La Directiva recalca que el valor comercial de la información debe entenderse como la ventaja competitiva que aporta su tenencia frente a otros operadores del sector o, incluso, a terceros ajenos al mismo. Así, no podrán ser considerados como secretos comerciales la experiencia y las habilidades adquiridas por los trabajadores en el desarrollo de su relación laboral, es decir, esta normativa no esclarece los problemas que surgen entre el fruto del trabajo que puede llevarse el trabajador de un empleador a otro y aquel que debe permanecer en la empresa.

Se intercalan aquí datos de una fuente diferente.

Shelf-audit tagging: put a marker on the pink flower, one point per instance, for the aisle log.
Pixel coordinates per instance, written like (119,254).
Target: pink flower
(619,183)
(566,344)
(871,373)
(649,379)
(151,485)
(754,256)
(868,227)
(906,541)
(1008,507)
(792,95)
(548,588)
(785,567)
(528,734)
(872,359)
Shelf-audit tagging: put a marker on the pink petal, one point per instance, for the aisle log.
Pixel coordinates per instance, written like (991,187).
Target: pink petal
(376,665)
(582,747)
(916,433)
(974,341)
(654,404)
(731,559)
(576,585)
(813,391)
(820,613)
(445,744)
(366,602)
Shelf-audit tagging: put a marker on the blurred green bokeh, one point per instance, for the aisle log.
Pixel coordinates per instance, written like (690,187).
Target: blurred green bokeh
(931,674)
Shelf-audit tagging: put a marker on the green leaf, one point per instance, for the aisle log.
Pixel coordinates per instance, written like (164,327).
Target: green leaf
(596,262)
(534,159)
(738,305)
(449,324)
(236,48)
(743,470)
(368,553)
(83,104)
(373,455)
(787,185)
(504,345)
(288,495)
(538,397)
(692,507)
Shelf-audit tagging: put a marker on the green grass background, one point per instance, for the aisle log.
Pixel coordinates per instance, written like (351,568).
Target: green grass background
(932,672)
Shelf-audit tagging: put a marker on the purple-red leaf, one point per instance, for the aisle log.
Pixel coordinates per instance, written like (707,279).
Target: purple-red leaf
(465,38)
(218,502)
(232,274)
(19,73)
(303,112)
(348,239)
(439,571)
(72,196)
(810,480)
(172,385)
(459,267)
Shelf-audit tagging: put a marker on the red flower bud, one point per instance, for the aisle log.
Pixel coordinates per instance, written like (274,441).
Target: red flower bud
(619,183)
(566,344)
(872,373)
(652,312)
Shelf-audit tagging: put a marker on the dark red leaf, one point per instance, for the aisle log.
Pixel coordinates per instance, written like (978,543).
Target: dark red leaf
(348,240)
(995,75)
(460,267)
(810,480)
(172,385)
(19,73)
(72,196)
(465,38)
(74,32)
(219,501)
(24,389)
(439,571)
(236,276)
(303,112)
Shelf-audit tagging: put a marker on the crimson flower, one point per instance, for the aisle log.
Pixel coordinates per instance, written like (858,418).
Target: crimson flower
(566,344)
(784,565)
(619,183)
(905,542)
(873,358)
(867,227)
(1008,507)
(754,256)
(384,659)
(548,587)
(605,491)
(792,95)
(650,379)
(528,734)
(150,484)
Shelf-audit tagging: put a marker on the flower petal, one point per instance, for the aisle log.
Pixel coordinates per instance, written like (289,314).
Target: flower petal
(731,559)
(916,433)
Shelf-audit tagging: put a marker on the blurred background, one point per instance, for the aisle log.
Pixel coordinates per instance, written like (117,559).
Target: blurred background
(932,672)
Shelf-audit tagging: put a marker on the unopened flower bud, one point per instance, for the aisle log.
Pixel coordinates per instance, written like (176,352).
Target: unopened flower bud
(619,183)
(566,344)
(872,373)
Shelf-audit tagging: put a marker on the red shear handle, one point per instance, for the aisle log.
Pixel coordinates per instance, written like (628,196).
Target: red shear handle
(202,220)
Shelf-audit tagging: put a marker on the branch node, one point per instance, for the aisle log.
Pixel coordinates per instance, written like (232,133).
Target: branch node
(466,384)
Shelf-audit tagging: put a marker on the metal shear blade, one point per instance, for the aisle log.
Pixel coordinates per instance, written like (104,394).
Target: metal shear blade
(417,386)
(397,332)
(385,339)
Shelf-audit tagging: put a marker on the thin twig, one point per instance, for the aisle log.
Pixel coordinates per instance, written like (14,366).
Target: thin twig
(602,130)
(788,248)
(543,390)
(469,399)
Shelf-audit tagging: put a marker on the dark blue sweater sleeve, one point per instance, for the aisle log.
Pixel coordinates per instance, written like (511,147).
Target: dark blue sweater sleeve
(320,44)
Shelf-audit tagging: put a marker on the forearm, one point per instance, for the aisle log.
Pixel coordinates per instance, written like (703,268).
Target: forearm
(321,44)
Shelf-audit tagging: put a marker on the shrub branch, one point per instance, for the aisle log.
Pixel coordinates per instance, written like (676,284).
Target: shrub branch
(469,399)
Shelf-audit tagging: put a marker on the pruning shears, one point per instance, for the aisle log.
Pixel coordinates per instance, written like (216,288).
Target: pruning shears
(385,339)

No obstante, nada de lo establecido en la Directiva debe comprenderse como una justificación para restringir la movilidad de los trabajadores y para limitar el uso de información que no constituye un secreto empresarial o experiencia profesional.

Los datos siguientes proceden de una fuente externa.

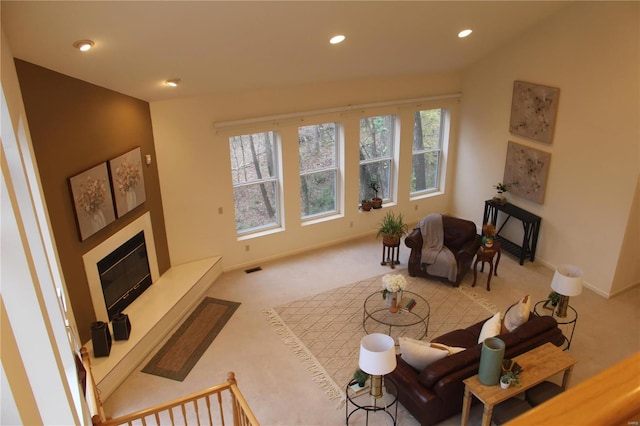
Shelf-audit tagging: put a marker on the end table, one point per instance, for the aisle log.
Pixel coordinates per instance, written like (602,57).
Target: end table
(363,401)
(390,254)
(567,324)
(486,254)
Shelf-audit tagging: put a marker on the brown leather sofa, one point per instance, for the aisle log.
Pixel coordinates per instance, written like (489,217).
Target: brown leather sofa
(459,236)
(436,393)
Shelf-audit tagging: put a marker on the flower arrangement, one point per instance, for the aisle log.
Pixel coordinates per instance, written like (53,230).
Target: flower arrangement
(489,230)
(393,284)
(127,176)
(92,195)
(500,187)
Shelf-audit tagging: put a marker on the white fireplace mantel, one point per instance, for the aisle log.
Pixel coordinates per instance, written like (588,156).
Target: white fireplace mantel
(95,255)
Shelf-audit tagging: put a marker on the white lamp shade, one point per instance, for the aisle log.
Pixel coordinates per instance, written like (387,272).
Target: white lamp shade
(377,354)
(567,280)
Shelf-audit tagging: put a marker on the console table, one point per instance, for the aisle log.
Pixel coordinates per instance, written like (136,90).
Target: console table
(530,224)
(538,365)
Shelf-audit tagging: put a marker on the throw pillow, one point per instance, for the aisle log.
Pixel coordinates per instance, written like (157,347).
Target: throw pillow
(451,349)
(517,314)
(419,354)
(490,328)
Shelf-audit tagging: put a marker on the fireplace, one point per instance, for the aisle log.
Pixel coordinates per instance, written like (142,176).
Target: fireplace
(121,268)
(125,274)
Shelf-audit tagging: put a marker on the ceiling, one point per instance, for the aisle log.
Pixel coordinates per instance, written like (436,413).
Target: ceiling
(223,46)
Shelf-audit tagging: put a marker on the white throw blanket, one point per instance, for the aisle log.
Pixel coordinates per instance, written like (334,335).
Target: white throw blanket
(440,260)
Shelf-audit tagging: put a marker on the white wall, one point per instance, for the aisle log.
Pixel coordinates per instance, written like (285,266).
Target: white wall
(194,167)
(40,382)
(590,50)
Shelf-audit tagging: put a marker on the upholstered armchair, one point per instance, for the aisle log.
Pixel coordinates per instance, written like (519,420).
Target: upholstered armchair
(460,237)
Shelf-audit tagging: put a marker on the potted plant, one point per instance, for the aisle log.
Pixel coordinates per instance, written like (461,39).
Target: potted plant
(510,373)
(509,378)
(552,301)
(360,377)
(376,202)
(505,382)
(488,234)
(392,228)
(501,188)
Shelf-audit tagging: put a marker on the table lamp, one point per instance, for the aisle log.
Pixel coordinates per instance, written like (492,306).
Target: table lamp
(377,358)
(567,281)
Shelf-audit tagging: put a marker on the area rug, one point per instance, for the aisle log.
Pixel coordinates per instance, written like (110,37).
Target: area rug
(185,347)
(325,330)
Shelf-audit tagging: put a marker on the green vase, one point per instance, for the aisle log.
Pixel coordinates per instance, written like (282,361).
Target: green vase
(491,361)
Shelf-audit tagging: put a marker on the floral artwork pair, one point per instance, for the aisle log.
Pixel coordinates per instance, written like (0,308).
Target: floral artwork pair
(95,190)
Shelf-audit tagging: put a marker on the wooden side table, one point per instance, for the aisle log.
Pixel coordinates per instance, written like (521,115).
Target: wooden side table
(538,365)
(486,254)
(390,254)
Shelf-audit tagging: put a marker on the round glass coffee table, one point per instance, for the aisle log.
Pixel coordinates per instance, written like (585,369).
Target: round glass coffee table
(412,323)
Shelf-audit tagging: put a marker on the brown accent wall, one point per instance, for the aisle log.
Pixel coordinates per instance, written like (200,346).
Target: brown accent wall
(74,126)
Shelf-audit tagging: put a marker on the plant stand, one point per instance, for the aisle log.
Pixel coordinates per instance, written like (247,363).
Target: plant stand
(390,254)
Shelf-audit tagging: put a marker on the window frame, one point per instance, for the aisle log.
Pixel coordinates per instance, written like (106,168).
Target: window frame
(442,141)
(337,168)
(389,158)
(276,180)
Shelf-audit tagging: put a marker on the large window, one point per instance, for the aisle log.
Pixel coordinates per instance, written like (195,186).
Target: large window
(427,150)
(376,156)
(318,149)
(254,170)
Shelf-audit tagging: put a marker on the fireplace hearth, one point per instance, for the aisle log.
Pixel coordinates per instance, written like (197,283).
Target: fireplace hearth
(125,274)
(127,262)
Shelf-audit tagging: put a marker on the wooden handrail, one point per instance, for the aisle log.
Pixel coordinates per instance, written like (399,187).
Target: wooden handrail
(92,393)
(199,408)
(611,397)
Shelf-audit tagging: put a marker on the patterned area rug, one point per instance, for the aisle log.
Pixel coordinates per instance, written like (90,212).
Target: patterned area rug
(325,330)
(185,347)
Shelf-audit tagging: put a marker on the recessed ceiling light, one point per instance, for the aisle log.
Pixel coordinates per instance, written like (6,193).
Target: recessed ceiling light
(83,45)
(172,82)
(337,39)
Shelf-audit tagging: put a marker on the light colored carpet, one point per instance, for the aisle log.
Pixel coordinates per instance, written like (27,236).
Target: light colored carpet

La Directiva también resalta el papel activo que tiene que llevar a cabo la empresa en mantener el secreto porque le aporta un valor añadido del que sus competidores carecen, es decir, cualquier información confidencial que no haya sido debidamente custodiada por la empresa puede perder automáticamente la condición de secreto empresarial si no realiza un esfuerzo razonable previo para mantener la reserva de confidencialidad.

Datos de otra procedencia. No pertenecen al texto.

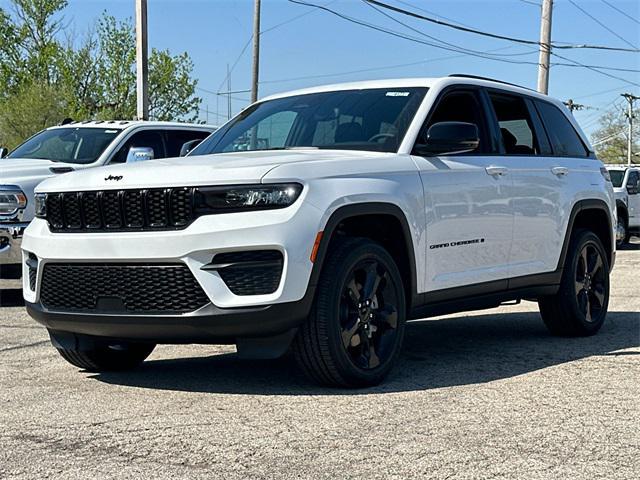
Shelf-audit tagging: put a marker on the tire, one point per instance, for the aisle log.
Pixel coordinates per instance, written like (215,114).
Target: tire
(580,306)
(622,231)
(102,357)
(354,333)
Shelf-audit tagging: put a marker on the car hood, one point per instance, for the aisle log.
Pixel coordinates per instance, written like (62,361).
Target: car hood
(216,169)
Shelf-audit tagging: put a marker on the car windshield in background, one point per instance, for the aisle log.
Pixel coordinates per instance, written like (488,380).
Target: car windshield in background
(69,145)
(372,119)
(617,177)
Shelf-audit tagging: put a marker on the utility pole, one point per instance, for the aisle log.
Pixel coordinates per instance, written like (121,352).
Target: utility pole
(573,106)
(256,51)
(545,47)
(630,116)
(142,61)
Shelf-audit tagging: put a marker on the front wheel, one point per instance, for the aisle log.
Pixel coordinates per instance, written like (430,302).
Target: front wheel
(580,306)
(354,333)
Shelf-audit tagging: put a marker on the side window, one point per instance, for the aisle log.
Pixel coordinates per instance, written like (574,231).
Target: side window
(564,138)
(634,179)
(144,138)
(516,127)
(271,132)
(177,138)
(459,106)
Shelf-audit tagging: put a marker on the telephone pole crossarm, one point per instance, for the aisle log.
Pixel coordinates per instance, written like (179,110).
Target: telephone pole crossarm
(630,117)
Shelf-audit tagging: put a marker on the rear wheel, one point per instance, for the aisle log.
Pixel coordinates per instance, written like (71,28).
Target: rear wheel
(580,306)
(355,331)
(103,356)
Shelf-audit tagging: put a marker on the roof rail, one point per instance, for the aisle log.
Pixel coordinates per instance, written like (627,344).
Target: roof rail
(478,77)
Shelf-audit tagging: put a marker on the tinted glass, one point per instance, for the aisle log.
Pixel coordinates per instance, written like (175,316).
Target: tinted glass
(617,177)
(144,138)
(371,119)
(564,139)
(177,138)
(70,145)
(516,127)
(458,107)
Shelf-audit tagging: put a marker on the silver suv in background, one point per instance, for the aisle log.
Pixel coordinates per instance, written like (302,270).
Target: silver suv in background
(626,187)
(77,146)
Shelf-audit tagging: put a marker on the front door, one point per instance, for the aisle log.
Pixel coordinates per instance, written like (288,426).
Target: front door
(469,218)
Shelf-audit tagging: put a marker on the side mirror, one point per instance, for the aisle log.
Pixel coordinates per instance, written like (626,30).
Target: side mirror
(449,137)
(140,154)
(188,146)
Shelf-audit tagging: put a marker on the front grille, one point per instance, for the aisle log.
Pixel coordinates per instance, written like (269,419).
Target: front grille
(32,267)
(120,210)
(254,272)
(119,288)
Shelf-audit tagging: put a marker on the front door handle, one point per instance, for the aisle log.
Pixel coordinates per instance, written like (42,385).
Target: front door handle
(496,171)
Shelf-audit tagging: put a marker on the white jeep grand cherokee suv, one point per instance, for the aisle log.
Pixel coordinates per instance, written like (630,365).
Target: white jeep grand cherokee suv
(322,220)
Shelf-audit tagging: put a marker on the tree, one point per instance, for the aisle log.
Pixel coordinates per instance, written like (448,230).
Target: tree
(611,138)
(89,79)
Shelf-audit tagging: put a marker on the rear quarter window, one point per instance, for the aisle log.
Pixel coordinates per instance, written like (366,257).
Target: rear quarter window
(564,139)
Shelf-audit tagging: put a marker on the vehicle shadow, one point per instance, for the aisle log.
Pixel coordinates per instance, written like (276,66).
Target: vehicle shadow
(11,297)
(440,353)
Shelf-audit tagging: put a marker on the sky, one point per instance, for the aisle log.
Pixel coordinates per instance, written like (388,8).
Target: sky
(303,46)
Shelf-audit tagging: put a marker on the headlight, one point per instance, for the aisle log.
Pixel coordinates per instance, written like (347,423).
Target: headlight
(11,199)
(210,200)
(41,205)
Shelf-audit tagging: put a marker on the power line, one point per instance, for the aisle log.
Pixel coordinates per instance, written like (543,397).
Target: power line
(573,63)
(262,32)
(603,25)
(419,32)
(491,35)
(621,11)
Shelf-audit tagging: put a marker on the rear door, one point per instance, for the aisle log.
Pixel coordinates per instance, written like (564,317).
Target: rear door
(469,219)
(546,157)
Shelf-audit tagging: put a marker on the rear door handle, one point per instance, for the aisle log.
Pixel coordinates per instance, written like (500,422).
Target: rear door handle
(496,171)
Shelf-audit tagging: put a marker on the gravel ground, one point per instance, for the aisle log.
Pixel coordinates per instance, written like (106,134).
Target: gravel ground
(480,395)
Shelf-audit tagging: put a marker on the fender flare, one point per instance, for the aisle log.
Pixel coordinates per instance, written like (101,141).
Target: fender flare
(581,205)
(364,209)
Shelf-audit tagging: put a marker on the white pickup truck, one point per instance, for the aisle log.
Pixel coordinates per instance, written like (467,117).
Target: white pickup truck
(626,187)
(77,146)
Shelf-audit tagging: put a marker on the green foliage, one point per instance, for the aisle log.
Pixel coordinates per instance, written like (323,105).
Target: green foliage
(30,109)
(43,81)
(612,136)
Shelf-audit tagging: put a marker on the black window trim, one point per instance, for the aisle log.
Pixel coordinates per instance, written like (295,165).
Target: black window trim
(490,147)
(589,153)
(496,124)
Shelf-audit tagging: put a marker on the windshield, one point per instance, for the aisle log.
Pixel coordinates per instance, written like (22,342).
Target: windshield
(371,119)
(70,145)
(617,177)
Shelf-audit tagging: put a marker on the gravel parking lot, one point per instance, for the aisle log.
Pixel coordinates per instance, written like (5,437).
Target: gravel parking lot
(480,395)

En el articulado de la Directiva también se intenta garantizar que en los procedimientos judiciales no se pueda dar lugar a la divulgación de secretos y prevé medidas cautelares, siempre y cuando la parte demandante aporte pruebas razonables de la existencia de la información secreta y de la infracción. Del mismo modo, se enumeran las sanciones a las que puede dar lugar la resolución final sobre el fondo del asunto, además de la orden de cese de la actividad infractora, las indemnizaciones y la posible publicación de la sentencia.

La Directiva no contempla cuáles son las actuaciones que deben seguir las empresas para proteger los secretos empresariales, no obstante, las siguientes actuaciones serían recomendables:

  1. Identificar la información a la que se quiere otorgar tal condición, para que la propia empresa sea conocedora de la información que obra en su poder y que no debe ser cedida ni utilizada por terceros.
  2. La creación de un protocolo interno de actuación dentro de la empresa, con el fin de que las personas que manejen tal información sean conscientes de que esos datos no pueden salir de su ámbito de control.
  3. Del mismo modo, la creación de un órgano de control responsable de implementar esas políticas de confidencialidad y de asegurar su cumplimiento.
  4. Que los contratos laborales o de arrendamiento de servicios de las personas con posible conocimiento de estos secretos empresariales, contengan cláusulas de confidencialidad.

Finalmente, teniendo en cuenta la importancia que desempeñan los secretos empresariales en la protección del intercambio de conocimientos entre empresas, así como en centros de investigación para el desarrollo e innovación, la Directiva pretende aportar claridad jurídica y condiciones de competencia ecuánimes para las empresas europeas.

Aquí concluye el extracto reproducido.